Rory Ellinger, one of the most progressive Democrats in Missouri's house of representatives, has formally announced he will not run for re-election in 2015 owing to health issues.
The announcement comes less than a week after he announced that he had filed for re-election. But the 72-year-old U. City Democrat says his doctor recommended that he focus on his health, so he decided to withdraw his name from contention.
"For the past four years I have been privileged to represent the people of Missouri's 86th District in the General Assembly," he said in a statement posted on Facebook Monday. "I have had the pleasure of working with dedicated public servants on both sides of the aisle and community leaders and activists in the communities that comprise the 86th District."
Ellinger says he will finish out the remainder of his term, which ends in January 2015.
A lawyer and civil-rights advocate for 30 years before turning to politics, Ellinger has built a reputation as one of the most liberal voices in the House, being consistent on issues like gun control and marijuana reform.
He took a lot of heat from Missourians for his attempt to institute HB 545, an assault-weapons ban that would have prohibited the sale, manufacture, importation and eventually possession of any such firearm. The attempt was more about making a point than making a law, and it had no chance of passing the anti-gun control House. In fact, Republicans literally shot the bill down.

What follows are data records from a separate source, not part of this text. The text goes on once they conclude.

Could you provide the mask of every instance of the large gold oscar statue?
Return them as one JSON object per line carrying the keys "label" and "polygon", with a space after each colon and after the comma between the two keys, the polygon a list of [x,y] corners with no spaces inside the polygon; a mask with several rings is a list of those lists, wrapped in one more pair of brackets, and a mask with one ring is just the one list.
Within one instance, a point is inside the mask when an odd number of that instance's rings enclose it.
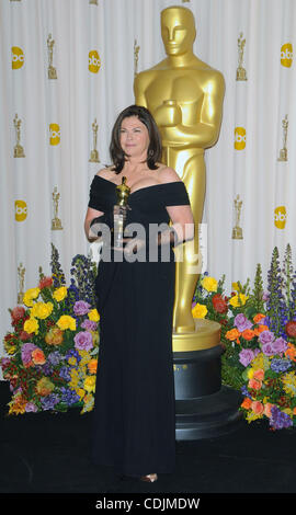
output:
{"label": "large gold oscar statue", "polygon": [[[196,30],[190,9],[161,11],[161,35],[167,57],[136,75],[134,91],[136,104],[146,106],[158,124],[163,162],[184,182],[196,227],[194,244],[175,248],[172,339],[177,439],[196,439],[225,432],[238,417],[237,399],[231,397],[228,403],[228,391],[221,387],[220,325],[192,317],[201,273],[196,255],[205,198],[204,153],[219,136],[225,80],[193,54]],[[179,260],[180,252],[183,260]]]}
{"label": "large gold oscar statue", "polygon": [[182,250],[175,249],[177,253],[183,252],[183,260],[177,263],[175,270],[173,330],[174,336],[180,336],[174,337],[173,344],[174,350],[185,350],[189,345],[194,350],[198,342],[191,335],[197,335],[198,324],[192,317],[192,297],[198,273],[197,266],[193,273],[193,265],[196,265],[194,254],[198,254],[197,229],[204,209],[204,152],[219,135],[225,81],[219,71],[193,54],[196,30],[190,9],[164,9],[161,35],[167,58],[136,76],[135,101],[155,116],[162,137],[163,161],[179,173],[190,195],[196,226],[195,244],[185,243]]}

Ellinger also made headway on marijuana reform by continually introducing several bills. Last summer, he introduced the state's first legalization bill, which would have restructured Missouri's laws to be similar to Colorado's. Before that, he introduced a decriminalization bill.
The legislation never got anywhere owing to House members who lack a certain level of sophistication, but Ellinger has continued to press the issue. This year, he plans to introduce a medical-marijuana bill, but the head of the judiciary committee, Republican Representative Stanley Cox, has yet to give it a hearing, despite publicly saying that he would be in favor of an "up and down vote" on marijuana reform.
Ellinger even recently called out Cox on Twitter:
But Cox has yet to respond.
Being one of the few progressive voices in the House, Ellinger admits that he hasn't been able to get much legislation through. But in his statement Monday, he said that his vote still matters, and he hopes his successor continues to be a voice that adequately represents what could be Missouri's most progressive district:
"In 2013 had just a very few votes changed, HB 253 would be in place today, bankrupting public education. Had a single vote changed, today we would criminalize law enforcement officers who enforced federal laws regarding machine guns. Had one vote changed we would institutionalize conspiracy theories regarding sharia law and the United Nations. When votes on legislation have razor thin margins, each individual vote becomes more, not less important."